212.おなかいっぱいで満足なニワトリスたちと、これからどうしようか考える俺

 魔物の肉だからとか関係あるのか知らないけど、シーサーペントの肉には臭みが全くなかった。


「臭み、ないですよねこれ。ジャイアントモールには少し臭みがありましたけど」

「そうだな。魔物は強い個体ほど嫌な臭いやクセがなくなるようだ」

「じゃあやっぱ強い個体の方がうまいんですね……」


 そりゃあグースの肉をうちの従魔たちが嫌がるはずだ。従魔たちにはあんまり肉の臭みとか関係ないかもしれないけどさ。


「シロちゃん、クロちゃん、羅羅はさ、肉の臭みとか気になる方?」

「クサミー?」

「オトカー」

「知らぬな」


 シロちゃんはコキャッと首を傾げ、クロちゃんは通常運転で、羅羅は怪訝そうな顔をした。やっぱり気にならないのかもしれない。それとも言い方か。

 ピーちゃんもピカタ? は気になったらしく一口摘まんだ。


「オイシー! イラナーイ!」


 おいしいけどいらないって面白いよなぁと笑った。


「あー、うまかった!」

「オトカ君たちから絶対に離れられないわねえ」


 セマカさんが満足そうに腹をさすり、リフさんが笑う。リフさんはよく俺たちから離れられないって言うけど、なんとなく自分に言い聞かせているかんじがする。

 髪の色がコンプレックスだったみたいなこと言ってたから、まだ不安定なのかもしれない。

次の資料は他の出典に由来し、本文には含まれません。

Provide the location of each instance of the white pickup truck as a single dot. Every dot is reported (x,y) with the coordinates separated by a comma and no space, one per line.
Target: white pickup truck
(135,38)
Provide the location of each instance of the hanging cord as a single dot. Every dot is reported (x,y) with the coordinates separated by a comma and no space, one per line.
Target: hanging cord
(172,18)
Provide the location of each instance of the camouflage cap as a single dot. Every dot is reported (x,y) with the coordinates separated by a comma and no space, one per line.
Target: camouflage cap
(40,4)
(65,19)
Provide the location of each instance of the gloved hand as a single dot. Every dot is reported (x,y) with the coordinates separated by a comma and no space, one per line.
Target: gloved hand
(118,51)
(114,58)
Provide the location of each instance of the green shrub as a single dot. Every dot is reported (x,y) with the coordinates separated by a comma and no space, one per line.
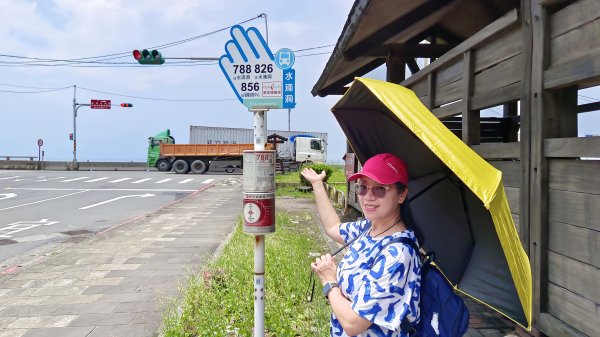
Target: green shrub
(318,168)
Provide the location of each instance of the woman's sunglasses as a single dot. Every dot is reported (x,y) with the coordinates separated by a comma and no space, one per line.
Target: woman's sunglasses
(378,191)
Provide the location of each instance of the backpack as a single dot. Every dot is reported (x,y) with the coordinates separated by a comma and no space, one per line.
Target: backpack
(443,312)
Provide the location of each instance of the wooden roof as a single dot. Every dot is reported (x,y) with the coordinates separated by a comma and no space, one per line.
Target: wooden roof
(376,29)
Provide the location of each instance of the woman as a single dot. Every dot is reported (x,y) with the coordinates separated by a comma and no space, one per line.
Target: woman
(377,284)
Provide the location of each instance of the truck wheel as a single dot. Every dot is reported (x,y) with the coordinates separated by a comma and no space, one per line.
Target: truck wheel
(163,165)
(180,166)
(198,166)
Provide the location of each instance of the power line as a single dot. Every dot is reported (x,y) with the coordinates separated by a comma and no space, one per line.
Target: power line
(160,99)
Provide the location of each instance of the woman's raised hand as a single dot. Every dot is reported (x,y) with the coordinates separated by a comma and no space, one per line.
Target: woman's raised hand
(312,176)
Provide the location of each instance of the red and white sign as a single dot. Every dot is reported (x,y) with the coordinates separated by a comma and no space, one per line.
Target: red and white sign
(100,104)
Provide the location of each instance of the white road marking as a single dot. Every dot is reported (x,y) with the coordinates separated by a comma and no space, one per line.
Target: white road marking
(7,195)
(20,226)
(119,180)
(47,179)
(118,198)
(40,201)
(104,189)
(73,179)
(94,180)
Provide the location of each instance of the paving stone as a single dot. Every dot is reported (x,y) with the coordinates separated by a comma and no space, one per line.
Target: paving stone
(87,308)
(61,332)
(104,319)
(42,321)
(136,307)
(123,298)
(73,299)
(139,330)
(28,310)
(13,332)
(111,289)
(70,290)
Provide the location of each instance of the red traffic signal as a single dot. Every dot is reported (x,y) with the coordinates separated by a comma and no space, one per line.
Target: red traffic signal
(137,55)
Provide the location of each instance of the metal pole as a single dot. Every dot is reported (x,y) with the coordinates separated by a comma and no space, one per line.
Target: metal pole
(74,128)
(260,137)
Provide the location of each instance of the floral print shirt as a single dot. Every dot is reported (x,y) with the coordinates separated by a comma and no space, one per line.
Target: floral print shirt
(381,279)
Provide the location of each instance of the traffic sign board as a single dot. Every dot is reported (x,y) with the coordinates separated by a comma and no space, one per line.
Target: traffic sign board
(259,79)
(100,104)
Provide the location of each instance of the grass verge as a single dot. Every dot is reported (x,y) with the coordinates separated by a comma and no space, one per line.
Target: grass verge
(218,300)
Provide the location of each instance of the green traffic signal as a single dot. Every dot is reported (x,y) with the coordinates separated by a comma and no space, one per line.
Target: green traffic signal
(148,57)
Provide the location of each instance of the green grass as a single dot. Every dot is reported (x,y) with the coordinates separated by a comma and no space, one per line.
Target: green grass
(218,301)
(337,179)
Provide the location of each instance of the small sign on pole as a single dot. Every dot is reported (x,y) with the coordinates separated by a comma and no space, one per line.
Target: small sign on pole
(100,104)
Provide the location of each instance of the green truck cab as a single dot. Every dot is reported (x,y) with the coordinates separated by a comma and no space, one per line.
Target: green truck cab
(154,150)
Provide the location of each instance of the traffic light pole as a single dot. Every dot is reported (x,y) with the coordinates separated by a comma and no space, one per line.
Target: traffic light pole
(76,106)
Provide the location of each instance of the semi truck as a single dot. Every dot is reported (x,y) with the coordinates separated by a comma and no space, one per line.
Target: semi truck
(223,148)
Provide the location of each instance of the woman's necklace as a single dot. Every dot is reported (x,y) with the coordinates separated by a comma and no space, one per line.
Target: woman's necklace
(387,229)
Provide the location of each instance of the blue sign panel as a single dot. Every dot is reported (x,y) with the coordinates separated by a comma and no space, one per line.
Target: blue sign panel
(259,79)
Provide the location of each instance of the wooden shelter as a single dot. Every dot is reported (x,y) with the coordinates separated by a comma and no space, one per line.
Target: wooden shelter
(528,59)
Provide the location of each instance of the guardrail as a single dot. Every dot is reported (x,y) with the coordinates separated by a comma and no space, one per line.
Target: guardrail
(31,158)
(67,165)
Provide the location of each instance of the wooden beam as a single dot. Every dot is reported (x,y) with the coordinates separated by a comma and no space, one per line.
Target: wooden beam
(538,183)
(490,30)
(498,151)
(446,35)
(512,110)
(588,107)
(396,69)
(498,96)
(573,147)
(471,128)
(585,69)
(336,86)
(413,66)
(409,50)
(379,37)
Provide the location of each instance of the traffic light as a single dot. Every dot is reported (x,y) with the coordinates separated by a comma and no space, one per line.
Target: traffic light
(148,56)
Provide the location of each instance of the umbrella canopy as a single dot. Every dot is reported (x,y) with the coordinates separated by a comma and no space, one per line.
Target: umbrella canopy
(456,199)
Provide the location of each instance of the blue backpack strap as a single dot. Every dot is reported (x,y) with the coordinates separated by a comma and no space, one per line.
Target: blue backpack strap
(406,326)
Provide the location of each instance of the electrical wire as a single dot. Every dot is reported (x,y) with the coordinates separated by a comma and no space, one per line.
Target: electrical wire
(159,99)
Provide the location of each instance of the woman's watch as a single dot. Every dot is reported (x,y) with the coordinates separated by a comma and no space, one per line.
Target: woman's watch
(327,287)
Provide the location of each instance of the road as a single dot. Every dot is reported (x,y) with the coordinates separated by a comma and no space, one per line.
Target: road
(41,207)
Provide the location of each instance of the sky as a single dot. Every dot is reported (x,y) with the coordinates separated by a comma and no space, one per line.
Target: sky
(174,95)
(188,95)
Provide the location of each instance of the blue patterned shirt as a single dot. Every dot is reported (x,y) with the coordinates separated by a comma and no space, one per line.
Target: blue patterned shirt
(383,285)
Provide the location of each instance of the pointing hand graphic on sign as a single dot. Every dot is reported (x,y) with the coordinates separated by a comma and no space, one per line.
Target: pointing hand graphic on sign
(251,70)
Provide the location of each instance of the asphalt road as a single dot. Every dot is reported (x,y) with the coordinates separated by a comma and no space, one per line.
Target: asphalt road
(41,207)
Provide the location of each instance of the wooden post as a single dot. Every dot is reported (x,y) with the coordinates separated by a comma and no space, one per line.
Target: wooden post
(470,118)
(396,69)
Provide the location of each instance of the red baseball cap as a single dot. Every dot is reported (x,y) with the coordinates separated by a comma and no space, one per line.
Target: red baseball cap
(384,168)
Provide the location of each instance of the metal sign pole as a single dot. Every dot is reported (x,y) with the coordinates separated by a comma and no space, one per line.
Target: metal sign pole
(260,137)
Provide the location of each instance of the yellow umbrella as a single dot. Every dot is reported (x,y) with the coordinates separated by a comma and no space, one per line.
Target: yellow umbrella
(456,199)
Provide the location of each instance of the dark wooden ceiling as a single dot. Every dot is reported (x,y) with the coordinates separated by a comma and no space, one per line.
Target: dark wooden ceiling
(376,29)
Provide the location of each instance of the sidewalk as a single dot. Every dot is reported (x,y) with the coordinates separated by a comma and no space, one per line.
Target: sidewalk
(111,284)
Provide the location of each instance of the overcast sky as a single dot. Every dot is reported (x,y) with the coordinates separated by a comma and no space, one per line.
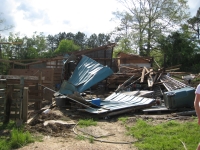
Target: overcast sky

 ただそれは俺が考えることじゃなくて、セマカさんが気づいて包んであげてほしいな。

 セマカさん、イケメンてほどじゃないけど普通にいい男だし、リフさんは美少女だしなー。俺にとって理想のカップルなんだから側で見守らせてほしい。

 そうか、これが”推し”か!

 十歳にして気づいてしまった。

 推しの幸せは俺の幸せだよな。

 うんうんと頷いていたらクロちゃんが、「オトカー?」と不思議そうに首をコキャッと傾げて俺にくっついてきた。ああああもうクロちゃんかわいいいいい! 推しも大事だけどうちの子最高! つーか、うちの子ラブも推しじゃね?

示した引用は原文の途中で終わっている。